The abdominal aorta is vulnerable to atherosclerosis; plaques located just downstream of the renal artery branching points are present to some extent in almost all individuals (Wootton and Ku, 1999). Though less well-studied than the carotid and coronary arteries and aorta, the renal bifurcations are also atherogenic (Nguyen and Haque, 1990; Yamamoto et al., 1996). The vessel tissue at the renal artery branch point has been shown to be deficient in elastin, a protein associated with LDL exclusion, and instead to exhibit thickening of collagen and proteoglycans, macromolecules associated with LDL binding (Neufeld et al., 2010). In the renal arteries, atherosclerosis can lead to stenosis, progressive renal dysfunction, and even kidney failure (Safian and Textor, 2001). Atherosclerotic lesions in the renal artery typically originate at the renal ostium, often as extensions from aortic plaques (Kaatee et al., 1996). Both human (Nguyen and Haque, 1990) and animal (Ivey et al., 1995) studies have shown that these plaques initiate on the caudal side of the aortic entrance to the renal artery. The lesions observed upstream of the ostium with advancing age are thought to be preceded by these downstream fatty streaks in the aorta (e.g. Murphy and Lever, 2002.)
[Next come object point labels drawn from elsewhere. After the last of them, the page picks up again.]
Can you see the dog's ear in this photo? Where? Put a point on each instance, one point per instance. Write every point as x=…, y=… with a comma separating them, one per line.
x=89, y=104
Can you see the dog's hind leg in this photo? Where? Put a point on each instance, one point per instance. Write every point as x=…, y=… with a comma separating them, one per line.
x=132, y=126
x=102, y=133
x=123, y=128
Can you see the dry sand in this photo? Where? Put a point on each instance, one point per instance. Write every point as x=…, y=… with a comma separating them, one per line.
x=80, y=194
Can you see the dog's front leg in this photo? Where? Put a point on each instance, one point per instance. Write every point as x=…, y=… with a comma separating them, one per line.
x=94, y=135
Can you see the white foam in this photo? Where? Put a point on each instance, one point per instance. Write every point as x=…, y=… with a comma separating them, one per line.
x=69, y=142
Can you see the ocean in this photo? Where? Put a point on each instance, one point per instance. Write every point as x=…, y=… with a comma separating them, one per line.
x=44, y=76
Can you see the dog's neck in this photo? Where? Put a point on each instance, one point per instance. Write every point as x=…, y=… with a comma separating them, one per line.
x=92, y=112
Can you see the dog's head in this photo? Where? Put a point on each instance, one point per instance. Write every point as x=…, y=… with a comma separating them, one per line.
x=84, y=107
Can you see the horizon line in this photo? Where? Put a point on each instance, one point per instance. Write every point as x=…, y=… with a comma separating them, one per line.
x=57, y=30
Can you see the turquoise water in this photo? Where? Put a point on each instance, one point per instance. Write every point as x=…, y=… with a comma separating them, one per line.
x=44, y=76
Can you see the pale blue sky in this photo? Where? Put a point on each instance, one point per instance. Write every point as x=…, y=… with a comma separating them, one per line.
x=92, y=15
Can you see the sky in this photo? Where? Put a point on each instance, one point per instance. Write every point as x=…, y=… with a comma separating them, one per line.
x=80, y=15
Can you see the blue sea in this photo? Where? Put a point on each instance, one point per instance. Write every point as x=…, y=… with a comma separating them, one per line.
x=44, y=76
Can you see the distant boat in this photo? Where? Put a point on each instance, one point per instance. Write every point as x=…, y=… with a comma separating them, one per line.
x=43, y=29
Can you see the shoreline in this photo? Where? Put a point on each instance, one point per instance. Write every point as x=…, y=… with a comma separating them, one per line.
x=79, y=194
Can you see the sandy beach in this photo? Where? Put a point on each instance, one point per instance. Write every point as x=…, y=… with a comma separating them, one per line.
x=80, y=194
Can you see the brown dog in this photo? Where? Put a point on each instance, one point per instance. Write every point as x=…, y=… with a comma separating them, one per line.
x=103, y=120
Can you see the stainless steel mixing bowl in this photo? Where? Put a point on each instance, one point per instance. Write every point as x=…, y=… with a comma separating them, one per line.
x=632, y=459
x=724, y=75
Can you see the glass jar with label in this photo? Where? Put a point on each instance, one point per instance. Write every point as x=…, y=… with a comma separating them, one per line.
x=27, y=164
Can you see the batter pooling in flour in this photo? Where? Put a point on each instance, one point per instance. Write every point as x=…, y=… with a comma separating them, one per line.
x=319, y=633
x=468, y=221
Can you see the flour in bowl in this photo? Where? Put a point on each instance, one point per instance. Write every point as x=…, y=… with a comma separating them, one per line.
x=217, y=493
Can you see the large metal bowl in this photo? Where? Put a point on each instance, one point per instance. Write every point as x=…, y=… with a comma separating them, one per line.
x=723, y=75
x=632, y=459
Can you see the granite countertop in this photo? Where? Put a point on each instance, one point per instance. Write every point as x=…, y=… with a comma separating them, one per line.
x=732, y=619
The current work is focused on the region local to the branching of the renal arteries from the abdominal aorta. Recently, a previously unknown anatomical feature was discovered by the Laboratory of Cardiac Energetics at the National Heart, Lung, and Blood Institute. This feature, the renal artery ostium flow diverter, consists of a small protrusion located on the caudal surface of the bifurcation, extending into the aorta away from the renal branch (Neufeld et al., 2010). Its name reflects its hypothesized role in regulation of renal artery flow. A similar structure has been observed in canine iliac arteries (Thubrikar, 2007). The renal ostium flow diverter possesses a thinner internal elastic lamina relative to the cranial surface, and a thick proteoglycan-collagen cap, which retains LDL (Kwon et al., 2008; Neufeld et al., 2010). This observation is consistent with the known progression of atherosclerotic lesion development at the renal branch point, generally initiated at the caudal surface. The diverter’s smooth muscle content suggests its position is variable, raising the possibility that its influence on the local flow and fluid forces may be physiologically tunable (Neufeld et al., 2010).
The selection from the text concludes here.